TR*13

19.2K 3.2K 160
                                    

Matahari mulai naik dan penerangan lampu mulai berbaur dengan penerangan alami itu ketika Pie, Lie, Bie dan Qie berada disatu meja makan untuk sarapan bersama.

"Umi kerja hari ini?" tanya Bie memecah sunyi saat tidak ada satupun yang membuka suara kecuali suara sendok dan piring yang beradu.

Pie mengangguk. Ia melirik Lie yang sedari tadi masih saja berwajah  masam dan sama sekali tak mencoba menatapnya sejak kejadian tadi. Tadi begitu Lie berteriak memanggil dan berlalu dari hadapannya Pie sengaja tak minta penjelasan apa-apa meskipun hatinya penasaran dengan kelakuan Lie. Bukan tidak mau peka tapi tidak mau gede rasa.
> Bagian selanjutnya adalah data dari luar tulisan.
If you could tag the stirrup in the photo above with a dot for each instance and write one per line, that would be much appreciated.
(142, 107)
Prillyta Magdalena sudah cukup mengenal Aliftrha Narendra.
Mereka saling mengenal sampai sejauh ini hampir 10tahun. Setahun mengenal, setahun berpacaran, tujuh tahun dalam pernikahan dan setahun setelah bercerai. Ia sudah cukup mengenali karakter Lie. Ia tahu Lie sepertinya sedang marah. Marah karna apa? Cuciannya terbengkalai karna ia asik menelpon lalu memperlambat keringnya celana yang ingin dipakai Lie? Atau marah karna meninggalkannya saat sedang minum teh akibat menerima ditelpon dari seorang pria?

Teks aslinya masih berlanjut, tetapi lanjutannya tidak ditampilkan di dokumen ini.